Q. Did they tell you why they wanted to recruit you?
A. Yes, because I tried to find the truth about my brothers [sic] death. And to stop me from that they want to come to join them to forget what happened with my brother.

(A.R. at 150.)

John Birambi testified that he declined the Toekajana’s recruitment because of his “philosophical belief and also, [his] religious belief,” (A.R. at 150), and not because of any particular political opinion; indeed he never claimed that he had ever directly or indirectly expressed a political opinion to the group. See, e.g., Tecun-Florian, 207 F.3d at 1109 (denying asylum where petitioner offered no compelling evidence that guerrillas’ actions were based on any knowledge of their political opinion); Sangha v. INS, 103 F.3d 1482, 1487-1490 (9th Cir.1997) (denying petition for review because petitioner failed to establish that he had a political opinion or that his persecutors imputed his father’s opinion to him).

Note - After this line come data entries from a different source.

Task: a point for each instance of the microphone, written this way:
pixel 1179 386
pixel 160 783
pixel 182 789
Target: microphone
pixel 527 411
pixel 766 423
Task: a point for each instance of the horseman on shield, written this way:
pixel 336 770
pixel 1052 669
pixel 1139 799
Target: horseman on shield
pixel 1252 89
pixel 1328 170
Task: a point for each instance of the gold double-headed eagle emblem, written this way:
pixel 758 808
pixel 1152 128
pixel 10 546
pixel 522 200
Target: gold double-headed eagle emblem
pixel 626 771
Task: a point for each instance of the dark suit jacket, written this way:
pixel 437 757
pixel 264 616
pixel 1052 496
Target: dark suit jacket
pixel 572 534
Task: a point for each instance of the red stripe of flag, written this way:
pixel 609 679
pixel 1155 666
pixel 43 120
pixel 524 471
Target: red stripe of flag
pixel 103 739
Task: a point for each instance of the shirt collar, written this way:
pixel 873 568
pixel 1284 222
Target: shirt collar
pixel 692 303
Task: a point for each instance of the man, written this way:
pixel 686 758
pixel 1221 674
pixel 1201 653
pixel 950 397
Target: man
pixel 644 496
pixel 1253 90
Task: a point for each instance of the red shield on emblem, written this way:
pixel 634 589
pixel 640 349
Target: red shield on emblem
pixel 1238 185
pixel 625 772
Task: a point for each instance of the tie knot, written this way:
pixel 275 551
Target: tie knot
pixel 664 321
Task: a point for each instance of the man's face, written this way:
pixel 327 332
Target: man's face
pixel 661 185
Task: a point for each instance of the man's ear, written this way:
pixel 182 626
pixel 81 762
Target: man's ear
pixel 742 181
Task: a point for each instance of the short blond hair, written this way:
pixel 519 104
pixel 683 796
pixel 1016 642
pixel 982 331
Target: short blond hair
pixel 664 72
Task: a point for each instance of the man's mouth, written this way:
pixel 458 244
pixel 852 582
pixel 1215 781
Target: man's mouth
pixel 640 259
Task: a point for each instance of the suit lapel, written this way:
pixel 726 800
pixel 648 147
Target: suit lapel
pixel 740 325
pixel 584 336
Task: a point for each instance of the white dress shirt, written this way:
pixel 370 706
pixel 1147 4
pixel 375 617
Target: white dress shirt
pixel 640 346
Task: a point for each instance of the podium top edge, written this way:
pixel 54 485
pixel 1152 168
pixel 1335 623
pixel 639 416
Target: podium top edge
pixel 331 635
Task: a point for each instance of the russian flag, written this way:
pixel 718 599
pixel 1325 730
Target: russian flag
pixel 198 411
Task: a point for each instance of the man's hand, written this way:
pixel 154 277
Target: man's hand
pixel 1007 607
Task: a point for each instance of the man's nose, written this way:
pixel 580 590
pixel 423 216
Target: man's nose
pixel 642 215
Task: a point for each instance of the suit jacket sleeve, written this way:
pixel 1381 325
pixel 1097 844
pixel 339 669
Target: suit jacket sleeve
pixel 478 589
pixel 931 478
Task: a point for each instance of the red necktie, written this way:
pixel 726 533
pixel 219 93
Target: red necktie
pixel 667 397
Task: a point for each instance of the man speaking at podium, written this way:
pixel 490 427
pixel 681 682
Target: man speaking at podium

Persecution “on account of’ political opinion means that, even if John Birambi could point to evidence in this record that he had a political opinion, which he cannot, he “still has to establish that the record also compels the conclusion that he has a ‘well-founded fear’ that the guerillas will persecute him because of that political opinion, rather than because of his refusal to fight with them.” Elias-Zacarias, 502 U.S. at 483, 112 S.Ct. 812. John Birambi testified that rather than directly refusing he simply told the Toekajana that he would “think about” its recruitment offer, without giving it any reason. (A.R. at 150.) The record contains no evidence that they retaliated against him or even tried to recruit him again.

John Birambi’s claim fails because of the absence of evidence sufficient to compel the finding that the Toekajana would be motivated by his political opinion to persecute him if he were to return to Suriname.